Con paciencia y sabiduría, Guruji le revela los secretos de esta música clásica tradicional india a través de ragas, es decir, cantos melódicos creados mediante la variación de pocas notas, que desde luego es una experiencia sonora bastante fuerte para la cultura occidental, que no está acostumbrada a este estilo y al particular tempo que se emplea en su interpretación.

El director Tamhane no se preocupa de acortar los momentos musicales (que son varios durante el filme) y entrega ragas íntegros, poniendo a prueba la paciencia de los espectadores, en especial de quienes no están habituados a otros contextos.

De ahí en adelante, usando cámara lenta, el director va mostrando paulatinamente el paso del tiempo y el traslado en motocicleta del protagonista por la noche, mientras una voz nos explica casi en un tono documental de qué se trata esta música, vinculada a una dimensión espiritual que exige deshacerse de los pensamientos deshonestos y ánimos de lucro para alcanzar un estado mental ideal para su interpretación.

A través de estas repetitivas secuencias del joven circulando en moto mientras escucha a través de unos auriculares la grabación de lecciones, entregadas por una antigua y mítica maestra de canto, el protagonista entiende que para alcanzar a comprender en algo la riqueza de esta música debe tener capacidad de resistencia a los placeres de la carne, olvidarse de estar preocupado por complacer al público o del afán por ganar dinero porque esta música implica consagrarse solo para el gurú y para Dios.

Con no poca ferocidad, el realizador nos muestra los esfuerzos que hace el joven Sharad para alcanzar el nivel específico de calidad que no logra por su falta de cualidades vocales y porque, como buen practicante de la masturbación nocturna viendo películas pornográficas en su computador, no alcanza la adecuada predisposición espiritual para lograr un adecuado acercamiento a esta música tan particular.

Así pues, el filme empieza a revelarnos que el verdadero tema consiste en demostrar el derrumbe de un sueño, los sucesivos traspiés del joven que, pese a todos sus fracasos y humillaciones que recibe, sigue adelante, perseverando, mientras inicia una labor como profesor de música.

La historia se abre también para otros niveles de discusión, como por ejemplo el papel que juega la industria en la destrucción de la música tradicional india, de cómo los intérpretes de este estilo musical son tentados por la fama de los programas de concurso televisivos estilo Operación Triunfo, sometidos a patrocinadores inescrupulosos y fans que transforman a los talentos según los modelos vigentes en el momento, situación subrayada por la inocente chica que parte concursando con una voz maravillosa en un programa televisivo y termina como una diva realizando videoclips estilo occidental.
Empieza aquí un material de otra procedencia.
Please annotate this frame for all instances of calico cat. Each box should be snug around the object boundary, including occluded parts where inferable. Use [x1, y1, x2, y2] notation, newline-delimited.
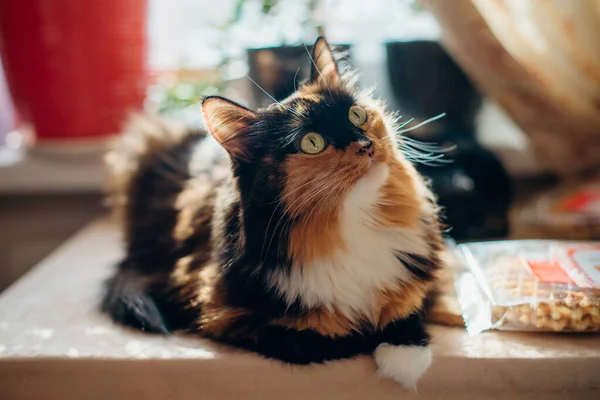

También el director se refiere a la convivencia de por sí difícil entre la música tradicional y clásica de India frente a la música occidental que irrumpe, invade y trastoca todo a través de internet.
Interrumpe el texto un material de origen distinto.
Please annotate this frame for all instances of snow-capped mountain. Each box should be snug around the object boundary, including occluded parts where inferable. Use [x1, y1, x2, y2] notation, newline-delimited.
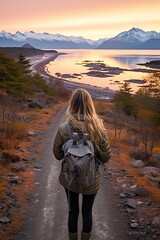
[0, 28, 160, 49]
[0, 31, 102, 48]
[113, 28, 160, 43]
[98, 28, 160, 49]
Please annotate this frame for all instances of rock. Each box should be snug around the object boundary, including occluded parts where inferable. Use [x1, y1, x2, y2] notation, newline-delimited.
[8, 177, 23, 187]
[28, 131, 36, 136]
[126, 198, 138, 209]
[34, 165, 42, 171]
[28, 99, 44, 108]
[10, 163, 25, 172]
[122, 184, 137, 197]
[2, 152, 21, 163]
[131, 150, 150, 161]
[142, 166, 160, 177]
[130, 222, 139, 228]
[119, 193, 126, 198]
[152, 216, 160, 226]
[132, 160, 145, 168]
[134, 187, 149, 197]
[0, 217, 11, 224]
Este particular filme transcurre a lo largo de varios años y va mostrando todos estos procesos (que son mucho en cuanto a información para un espectador común), lo que ralentiza el proceso que va sufriendo el joven artista, en especial cuando empieza a asumir que nunca tendrá el talento necesario para llegar a ser un discípulo de su gurú.
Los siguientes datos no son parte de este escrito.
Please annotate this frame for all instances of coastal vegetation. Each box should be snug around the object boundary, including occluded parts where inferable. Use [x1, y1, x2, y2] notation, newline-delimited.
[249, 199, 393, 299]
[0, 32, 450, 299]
De este modo, la película que tiene al mexicano Alfonso Cuarón de productor ejecutivo, termina siendo un viaje de carácter introspectivo potente respecto de las melodías tradicionales de India y su relación con el mundo contemporáneo.

Resulta impactante ir descubriendo la evolución que sufre el joven Sharad Nerulkar, sobre todo porque sus actos y sus afanes están siempre al servicio de su maestro, mientras en él se agita la obsesión por dominar el estilo clásico Indostaní de su mentor Guruji y, a pesar de sus constantes ensayos, su disciplina para escuchar los consejos ancestrales en torno a este arte ligado a la espiritualidad que le dejó su padre, va descubriendo (y también los espectadores) que sus anhelos no se cumplirán porque él no posee el necesario talento ni la suficiente pureza que exige este arte milenario.

Lo fascinante del filme radica en su capacidad para adentrarnos en un viaje espiritual que está tan distante de los gustos occidentales, un periplo esotérico y filosófico que pretende la conexión del cuerpo con el alma para alcanzar talento y no solo una técnica.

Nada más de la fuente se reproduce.